Clinton, Trump, and What Makes America Great

I watched with great interest, great inspiration, and sometimes great horror the Democratic National Convention and Republican National Convention.  The Presidential nominees, Hillary Clinton and Donald Trump, and their supporting speakers pitched opposite visions of how to make America great.  Clinton focused on service to others, cooperation, and inclusiveness.  Trump emphasized protection against international enemies, economic stability, and domestic law and order.   Although Clinton’s message of “Stronger Together” is certainly more palatable than Trump’s divisive, alarmist rhetoric, I believe that it also undermines something fundamental that makes our country truly exceptional – individual rights.


Even at the expense of purely utilitarian social welfare, America offers a unique mix of individual liberties, including free speech protections matched nowhere else in the world.  Hillary’s message of “Stronger Together” is a nice moral message.  We should protect the vulnerable members of our society and recognize our place in a community that both serves us and is served by us.  That said, legislating that compassion, while sometimes appropriate and beneficial, often comes at the expense of individual rights.  In many cases, this tradeoff is worth its costs – paying taxes to fund schools and give children good access to education and health care actually promotes a more meritocratic system and social mobility.  But, in some cases, having our fates all rise and fall together, and removing winners and losers from the political equation, reduces incentives for striving and removes choices that allow people to unconventionally get ahead.  In Germany, for example, academic salaries are awarded on a much more egalitarian basis, so individual schools don’t distinguish themselves as much and don’t get the best students, diminishing the contribution to scientific progress.  One benefit of capitalism is a greater concentration of wealth and talent that leads to, and motivates, real advances.

Clinton should remember, and should remind us, that “Stronger Together” must coexist with the spirit of individualism.  The desire to not have to conform to the dictates of our parents or our culture, the idea that we are individuals as well as members of a collective, and that we should have the right to a good deal of social and economic autonomy, promotes economic success, progress, and the “freedom” for which both parties believe is worth fighting.  Clinton’s message of “Stronger Together” should be a message of pluralism, which requires tolerance of everyone’s views (as long as they aren’t directed into violent action), including the intolerant, the selfish, and those who disagree with the “Stronger Together” message.  True pluralism must exist at a variety of levels of abstraction, where we embrace not only those who look, talk, or love differently, but where we embrace and allow voices to even those who do not share that view.  That is what sets America apart.

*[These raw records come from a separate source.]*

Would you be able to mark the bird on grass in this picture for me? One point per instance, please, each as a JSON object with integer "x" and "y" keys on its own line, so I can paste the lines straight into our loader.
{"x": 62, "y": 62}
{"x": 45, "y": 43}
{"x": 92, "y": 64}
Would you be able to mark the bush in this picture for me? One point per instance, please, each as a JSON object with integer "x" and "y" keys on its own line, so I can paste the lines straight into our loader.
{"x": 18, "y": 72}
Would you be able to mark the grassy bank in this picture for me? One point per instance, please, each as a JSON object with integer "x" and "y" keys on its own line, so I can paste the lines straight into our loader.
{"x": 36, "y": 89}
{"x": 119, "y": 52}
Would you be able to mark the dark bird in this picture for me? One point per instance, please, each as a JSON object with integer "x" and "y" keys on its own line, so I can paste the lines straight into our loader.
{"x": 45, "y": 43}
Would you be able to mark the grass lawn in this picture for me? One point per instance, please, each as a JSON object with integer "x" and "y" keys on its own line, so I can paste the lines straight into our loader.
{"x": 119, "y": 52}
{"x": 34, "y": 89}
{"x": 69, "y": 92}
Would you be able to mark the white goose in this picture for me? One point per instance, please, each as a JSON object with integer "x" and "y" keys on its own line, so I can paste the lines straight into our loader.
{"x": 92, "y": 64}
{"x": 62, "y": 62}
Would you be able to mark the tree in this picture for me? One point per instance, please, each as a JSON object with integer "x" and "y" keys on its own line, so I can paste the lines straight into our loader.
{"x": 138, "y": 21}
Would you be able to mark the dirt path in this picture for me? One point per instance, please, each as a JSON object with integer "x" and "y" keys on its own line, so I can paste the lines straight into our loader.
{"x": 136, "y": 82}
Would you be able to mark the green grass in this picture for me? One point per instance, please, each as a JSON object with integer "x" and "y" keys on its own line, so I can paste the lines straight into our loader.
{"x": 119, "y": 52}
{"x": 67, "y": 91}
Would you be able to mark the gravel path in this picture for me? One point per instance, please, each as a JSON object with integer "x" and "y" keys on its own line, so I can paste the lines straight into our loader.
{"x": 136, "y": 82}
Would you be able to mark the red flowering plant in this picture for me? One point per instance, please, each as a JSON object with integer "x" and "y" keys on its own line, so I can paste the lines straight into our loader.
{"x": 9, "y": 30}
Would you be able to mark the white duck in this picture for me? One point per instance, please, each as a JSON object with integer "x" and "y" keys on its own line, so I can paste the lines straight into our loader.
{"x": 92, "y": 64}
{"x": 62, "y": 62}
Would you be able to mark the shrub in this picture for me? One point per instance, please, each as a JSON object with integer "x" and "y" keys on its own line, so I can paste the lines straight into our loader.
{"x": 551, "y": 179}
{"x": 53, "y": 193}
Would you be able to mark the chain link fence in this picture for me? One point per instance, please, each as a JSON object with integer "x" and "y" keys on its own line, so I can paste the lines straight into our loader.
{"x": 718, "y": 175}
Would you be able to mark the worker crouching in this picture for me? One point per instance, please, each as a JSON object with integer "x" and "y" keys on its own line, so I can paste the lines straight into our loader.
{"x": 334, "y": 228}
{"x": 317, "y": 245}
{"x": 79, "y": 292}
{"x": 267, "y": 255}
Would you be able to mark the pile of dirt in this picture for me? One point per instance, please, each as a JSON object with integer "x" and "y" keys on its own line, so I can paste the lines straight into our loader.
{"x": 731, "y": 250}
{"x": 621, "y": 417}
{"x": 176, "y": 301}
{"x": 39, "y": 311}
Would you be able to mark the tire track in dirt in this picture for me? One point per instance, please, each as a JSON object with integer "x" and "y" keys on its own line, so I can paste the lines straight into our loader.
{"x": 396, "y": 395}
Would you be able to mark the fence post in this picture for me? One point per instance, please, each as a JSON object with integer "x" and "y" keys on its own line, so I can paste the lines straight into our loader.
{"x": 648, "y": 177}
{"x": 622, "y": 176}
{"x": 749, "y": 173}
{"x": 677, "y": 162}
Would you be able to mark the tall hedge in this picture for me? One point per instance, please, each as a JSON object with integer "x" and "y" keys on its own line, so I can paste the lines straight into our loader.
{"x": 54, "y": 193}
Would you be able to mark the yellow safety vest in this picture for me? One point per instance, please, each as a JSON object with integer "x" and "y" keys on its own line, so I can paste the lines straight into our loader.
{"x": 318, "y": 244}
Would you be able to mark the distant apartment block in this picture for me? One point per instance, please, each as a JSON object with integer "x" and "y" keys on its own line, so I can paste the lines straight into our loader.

What truly makes America great is that we can all have different ideas of what makes America great, and we can express those ideas even if they offend others.  After ruminating on American exceptionalism (it’s impossible not to during the melee of the conventions), here is a list of just some of the outstanding American free speech protections and why they matter.

  • Section 230 of the Communications Decency Act insulates Internet sites and Internet Service Providers from liability for the comments of those who add content to the sites. No other country has this immunity, and it means that America hosts more prominent websites any other country.  The Internet has been a huge boon for the democratization of speech.
  • We have a much higher threshold for when speech becomes incitement to terrorism. The Brandenburg standard means that speech can be regulated for inciting violence only when it is intended to cause violence and will likely produce that violence imminently.  The arrest of French comedian Dieudonne for incitement to terrorism would never happen in this country.
  • More broadly, the category of “hate speech” is not a recognized category of unprotected speech in this country. This means citizens can express their views on topics for public debate without worrying that they will be arrested or sued for hateful or offensive speech.  Instead of driving bigots underground, we allow them to speak and be challenged.  This protection for the outer edges of speech that may have little value also avoids the slippery slope issues where one person’s truth is another’s ignorance.  We do not let the government decide which views are too hateful or sanitize certain viewpoints from public discourse.  We do not believe anyone has a monopoly on what is right, despite our certainty in any given moment.
  • We allow for economic rights in one’s likeness that can be freely alienated. This gives people a choice for how they wish to trade in on their images, even salacious ones, giving people autonomy over the paternalistic “dignity” rights that exist in Europe that nullify contracting for certain types of expression.
  • We have much stronger First Amendment protections against libel suits and privacy claims, allowing information to flourish. It is much harder, contrary to Trump’s wishes, to sue the media, and the “right to be forgotten,” which is plaguing Google in Europe, could not exist here.

Trump’s views on building a wall or excluding Muslim immigrants are explicitly antithetical to the freedoms and unique values this country offers, and perhaps Clinton is just reacting as a foil to Trump.  However, I hope Clinton’s message doesn’t, in a less obvious and less objectionable way, undermine the spirit of individuality and true pluralism that I believe makes America great.